Arthur Miller’s ‘Death of a Salesman’ is a tragedy based on the American Dream. According to most views, most people go through their lives as ‘ordinary,’ and that’s perfectly okay. However, it is not okay for Willy Loman, the ageing salesman who is the protagonist of Miller’s play. Death of a Salesman is centred around one man trying to reach the American dream and taking his family along for the ride. The Loman’s Life from beginning to end is a troubling story based on trying to become successful or happy. The ‘American Dream’ was to be successful at work and bring up a perfect family. Willy sets his goals to a standard, which is too high for a salesman like himself. But, “….was rich! That’s just the spirit I want to imbue…”
Willy’s age doesn’t help with what he wants to achieve. He becomes demoralized by this and continues to set more unachievable goals for a salesman at the age of 60 like himself. With Willy continuously setting standards too high, he continues the theme of failure throughout this play. But it isn’t just Willy who suffers; it’s the whole Loman family. In contrast to Willy’s views on success and failure, his son Biff sees both differently. Biff sees the true success in life and causes tension in their relationship. “Why does dad mock me all the time?” This is what Biff says to his brother, Happy, at the beginning of the play. He appears to feel confused about what his dad thinks of him. Throughout the novel, the audience can sense the confusion in Biff as to his dad both praises and mocks him.
Willy wants Biff to be the perfect son, but at the age of 30 and still unsettled in a good-paying job, Willy thinks badly of Biff. This is selfish of Willy to do this as it shows that he wants his ‘American Dream’ to come true and isn’t so bothered about how Biff feels. Biff shows content about not earning a lot of money but just being happy and living an “ordinary” life like most people. “Biff Loman is lost. In the greatest country in the world, a young man with such – personal attractiveness gets lost.” The theme of failure is shown throughout this novel by how Willy treats other people and the way he thinks and does things. His failure to hold a strong, loving relationship with his son, Biff and himself is down to Willy trying to achieve his impossible goals and excluding others from them.
Willy is lucky to have a loving and supporting wife called Linda. Arthur Miller creates a sympathetic character that is a successful wife and mother to both Willy and her children. Unfortunately, because Willy is so wrapped up in achieving the ‘American Dream,’ Linda doesn’t often get noticed, and when she is, she appears unappreciated. “I just thought you would like a change – ” “I don’t want a change! I want Swiss cheese. Why am I always being contradicted?” Willy proves to be ungrateful for his wife’s hard work in trying to please him. He doesn’t want a surprise, which shows that he can be quite boring and unimaginative. Linda can understand what Willy wants and why he is unable to achieve it. She tries to put the message across that his goals are unreachable, but she is aware that if she tells him straight up, she will lose the full respect for her husband, whom she loves.

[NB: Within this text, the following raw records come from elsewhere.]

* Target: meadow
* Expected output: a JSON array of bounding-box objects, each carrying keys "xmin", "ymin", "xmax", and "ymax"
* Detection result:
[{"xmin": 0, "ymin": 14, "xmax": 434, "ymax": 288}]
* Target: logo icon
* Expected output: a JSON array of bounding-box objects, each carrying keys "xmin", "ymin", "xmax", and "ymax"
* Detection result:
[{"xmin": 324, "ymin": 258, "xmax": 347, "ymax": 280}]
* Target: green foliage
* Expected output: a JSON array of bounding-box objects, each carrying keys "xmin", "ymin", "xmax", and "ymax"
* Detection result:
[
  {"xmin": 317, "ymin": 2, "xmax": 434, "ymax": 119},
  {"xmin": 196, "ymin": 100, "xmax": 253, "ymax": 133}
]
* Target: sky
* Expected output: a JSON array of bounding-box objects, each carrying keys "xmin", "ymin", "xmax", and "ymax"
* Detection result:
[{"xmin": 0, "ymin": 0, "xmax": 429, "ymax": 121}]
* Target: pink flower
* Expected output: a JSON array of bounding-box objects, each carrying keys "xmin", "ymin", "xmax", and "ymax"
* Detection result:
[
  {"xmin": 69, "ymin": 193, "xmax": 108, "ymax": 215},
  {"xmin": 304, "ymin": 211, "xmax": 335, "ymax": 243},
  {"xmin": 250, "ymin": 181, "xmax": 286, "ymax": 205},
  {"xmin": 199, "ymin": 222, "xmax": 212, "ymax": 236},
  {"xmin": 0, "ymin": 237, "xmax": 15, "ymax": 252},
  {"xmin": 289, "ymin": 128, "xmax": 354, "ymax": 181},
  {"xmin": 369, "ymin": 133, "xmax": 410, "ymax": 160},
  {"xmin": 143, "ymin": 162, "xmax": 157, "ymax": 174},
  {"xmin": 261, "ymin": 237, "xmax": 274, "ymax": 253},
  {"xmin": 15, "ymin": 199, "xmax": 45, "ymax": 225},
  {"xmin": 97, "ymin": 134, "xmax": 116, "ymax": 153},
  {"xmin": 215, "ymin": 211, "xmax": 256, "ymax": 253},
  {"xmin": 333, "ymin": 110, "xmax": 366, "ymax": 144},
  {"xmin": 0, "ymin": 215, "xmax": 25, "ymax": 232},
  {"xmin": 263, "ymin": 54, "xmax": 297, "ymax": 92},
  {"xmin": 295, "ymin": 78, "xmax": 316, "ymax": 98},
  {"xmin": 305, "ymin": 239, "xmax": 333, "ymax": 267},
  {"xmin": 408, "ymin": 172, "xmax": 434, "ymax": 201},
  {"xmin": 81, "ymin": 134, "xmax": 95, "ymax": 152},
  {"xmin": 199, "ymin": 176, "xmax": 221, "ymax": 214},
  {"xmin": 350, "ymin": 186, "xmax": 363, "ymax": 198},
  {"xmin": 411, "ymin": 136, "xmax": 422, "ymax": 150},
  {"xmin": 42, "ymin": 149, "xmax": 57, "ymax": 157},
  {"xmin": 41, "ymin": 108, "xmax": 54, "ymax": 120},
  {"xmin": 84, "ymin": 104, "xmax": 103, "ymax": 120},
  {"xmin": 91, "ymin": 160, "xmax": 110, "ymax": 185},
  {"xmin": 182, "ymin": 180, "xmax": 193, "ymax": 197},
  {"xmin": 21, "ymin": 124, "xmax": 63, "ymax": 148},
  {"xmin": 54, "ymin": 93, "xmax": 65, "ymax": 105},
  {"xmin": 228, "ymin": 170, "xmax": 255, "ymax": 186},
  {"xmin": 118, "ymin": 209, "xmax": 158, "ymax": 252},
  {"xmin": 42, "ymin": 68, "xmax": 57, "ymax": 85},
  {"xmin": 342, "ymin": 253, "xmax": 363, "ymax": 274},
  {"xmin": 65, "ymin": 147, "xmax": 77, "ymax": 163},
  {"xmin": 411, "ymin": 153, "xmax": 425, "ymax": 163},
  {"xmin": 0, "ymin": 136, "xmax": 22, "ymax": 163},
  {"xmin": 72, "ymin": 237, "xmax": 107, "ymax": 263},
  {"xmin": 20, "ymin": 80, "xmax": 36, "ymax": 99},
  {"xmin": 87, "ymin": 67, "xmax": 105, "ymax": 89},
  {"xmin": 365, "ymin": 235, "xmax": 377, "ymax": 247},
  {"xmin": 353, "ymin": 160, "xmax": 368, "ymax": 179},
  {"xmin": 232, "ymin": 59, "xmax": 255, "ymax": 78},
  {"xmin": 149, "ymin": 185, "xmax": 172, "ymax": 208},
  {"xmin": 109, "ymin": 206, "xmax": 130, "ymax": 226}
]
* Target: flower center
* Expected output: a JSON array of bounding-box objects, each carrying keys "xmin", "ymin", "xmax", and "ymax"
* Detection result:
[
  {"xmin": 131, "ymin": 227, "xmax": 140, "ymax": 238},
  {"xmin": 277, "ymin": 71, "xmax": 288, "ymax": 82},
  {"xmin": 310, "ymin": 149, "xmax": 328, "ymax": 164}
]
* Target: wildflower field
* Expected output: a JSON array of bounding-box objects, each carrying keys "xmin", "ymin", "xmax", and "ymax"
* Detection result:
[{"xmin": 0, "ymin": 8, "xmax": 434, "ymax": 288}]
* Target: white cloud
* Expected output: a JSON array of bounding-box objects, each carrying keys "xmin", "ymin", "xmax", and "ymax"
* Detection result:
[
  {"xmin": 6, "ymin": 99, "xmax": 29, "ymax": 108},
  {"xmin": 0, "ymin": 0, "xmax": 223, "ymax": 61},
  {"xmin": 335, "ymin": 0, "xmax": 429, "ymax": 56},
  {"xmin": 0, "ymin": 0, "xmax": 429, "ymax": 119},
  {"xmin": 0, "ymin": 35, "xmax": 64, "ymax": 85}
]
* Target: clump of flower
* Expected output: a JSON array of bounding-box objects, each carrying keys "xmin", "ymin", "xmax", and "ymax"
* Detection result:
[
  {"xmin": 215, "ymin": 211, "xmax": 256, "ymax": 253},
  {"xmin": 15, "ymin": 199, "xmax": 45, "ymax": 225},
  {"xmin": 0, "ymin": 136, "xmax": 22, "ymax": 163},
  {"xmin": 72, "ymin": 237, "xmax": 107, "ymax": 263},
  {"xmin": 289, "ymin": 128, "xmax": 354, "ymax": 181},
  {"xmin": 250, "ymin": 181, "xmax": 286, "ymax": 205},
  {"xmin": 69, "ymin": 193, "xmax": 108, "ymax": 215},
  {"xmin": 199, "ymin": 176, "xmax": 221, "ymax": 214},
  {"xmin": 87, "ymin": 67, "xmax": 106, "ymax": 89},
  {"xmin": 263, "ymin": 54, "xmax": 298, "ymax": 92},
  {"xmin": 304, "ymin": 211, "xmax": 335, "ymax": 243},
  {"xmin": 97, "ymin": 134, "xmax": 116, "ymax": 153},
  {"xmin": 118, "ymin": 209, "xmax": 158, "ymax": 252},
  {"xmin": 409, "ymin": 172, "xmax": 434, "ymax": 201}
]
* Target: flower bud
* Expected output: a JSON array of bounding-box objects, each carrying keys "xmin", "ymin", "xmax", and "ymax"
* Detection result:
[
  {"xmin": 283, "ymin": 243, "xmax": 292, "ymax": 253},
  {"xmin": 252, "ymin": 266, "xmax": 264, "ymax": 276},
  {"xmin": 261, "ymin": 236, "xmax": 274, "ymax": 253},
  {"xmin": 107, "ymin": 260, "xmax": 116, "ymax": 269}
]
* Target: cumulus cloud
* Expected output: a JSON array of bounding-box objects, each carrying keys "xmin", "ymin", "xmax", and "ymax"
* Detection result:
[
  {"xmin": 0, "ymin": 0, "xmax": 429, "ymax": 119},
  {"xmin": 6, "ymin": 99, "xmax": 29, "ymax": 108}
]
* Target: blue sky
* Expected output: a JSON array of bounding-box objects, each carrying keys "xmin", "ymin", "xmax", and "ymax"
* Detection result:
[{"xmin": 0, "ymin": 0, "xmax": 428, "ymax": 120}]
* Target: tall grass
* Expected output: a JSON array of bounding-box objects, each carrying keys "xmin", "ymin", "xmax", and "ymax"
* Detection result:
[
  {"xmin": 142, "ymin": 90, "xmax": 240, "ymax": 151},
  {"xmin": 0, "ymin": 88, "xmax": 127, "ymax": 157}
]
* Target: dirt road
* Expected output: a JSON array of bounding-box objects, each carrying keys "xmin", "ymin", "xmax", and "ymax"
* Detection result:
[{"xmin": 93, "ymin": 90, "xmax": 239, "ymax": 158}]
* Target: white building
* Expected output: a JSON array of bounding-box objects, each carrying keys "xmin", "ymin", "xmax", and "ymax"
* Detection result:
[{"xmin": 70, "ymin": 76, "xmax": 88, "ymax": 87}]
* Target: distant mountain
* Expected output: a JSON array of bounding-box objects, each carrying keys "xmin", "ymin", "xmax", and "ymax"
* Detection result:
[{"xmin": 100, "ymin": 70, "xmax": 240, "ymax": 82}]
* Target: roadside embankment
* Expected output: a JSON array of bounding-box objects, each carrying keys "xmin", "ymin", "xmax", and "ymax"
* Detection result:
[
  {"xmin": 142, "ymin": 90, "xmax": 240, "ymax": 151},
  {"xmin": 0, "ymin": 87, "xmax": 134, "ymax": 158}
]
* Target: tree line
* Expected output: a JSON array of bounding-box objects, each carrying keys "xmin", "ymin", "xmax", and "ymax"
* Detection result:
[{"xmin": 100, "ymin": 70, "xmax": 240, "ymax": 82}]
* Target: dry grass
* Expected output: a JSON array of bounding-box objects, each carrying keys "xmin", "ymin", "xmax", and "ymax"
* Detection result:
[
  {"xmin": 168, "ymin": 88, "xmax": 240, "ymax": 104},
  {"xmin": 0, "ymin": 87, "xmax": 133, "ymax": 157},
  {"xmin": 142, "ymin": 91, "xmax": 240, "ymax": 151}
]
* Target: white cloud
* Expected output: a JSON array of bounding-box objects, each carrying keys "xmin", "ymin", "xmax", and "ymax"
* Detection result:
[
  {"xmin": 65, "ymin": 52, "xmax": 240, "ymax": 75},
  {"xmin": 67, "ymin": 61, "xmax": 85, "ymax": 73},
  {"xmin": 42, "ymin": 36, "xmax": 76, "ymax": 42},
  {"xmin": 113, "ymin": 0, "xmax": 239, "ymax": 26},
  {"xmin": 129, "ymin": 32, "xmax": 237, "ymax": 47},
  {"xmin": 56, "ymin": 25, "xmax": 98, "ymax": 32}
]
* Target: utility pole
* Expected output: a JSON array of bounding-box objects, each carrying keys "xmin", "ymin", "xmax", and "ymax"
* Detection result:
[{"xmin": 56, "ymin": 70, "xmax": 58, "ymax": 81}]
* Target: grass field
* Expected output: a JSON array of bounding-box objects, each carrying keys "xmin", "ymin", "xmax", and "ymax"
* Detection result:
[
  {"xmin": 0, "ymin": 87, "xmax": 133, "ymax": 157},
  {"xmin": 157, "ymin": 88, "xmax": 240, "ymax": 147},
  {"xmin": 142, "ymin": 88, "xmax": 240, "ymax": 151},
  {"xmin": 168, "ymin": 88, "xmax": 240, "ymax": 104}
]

Miller uses this situation to put across the point that Willy is very insecure, and causes this leads to his own downfall and failure. “They laugh at me, heh? Go to File, go to the Hub, go to Slattery’s, Boston. Call out the name Willy Loman and see what happens!” This quote is another sign of Willy being insecure as he exaggerates his ‘success’ to his sons, Biff and Happy. Arthur Miller cleverly uses Willy Loman to suggest that his life is one great big disaster and failure. Lo- man, suggests that he lives a low life and doesn’t succeed in one aspect of life. The theme of success is brought about in this play by Arthur Millers’ use of other successful characters.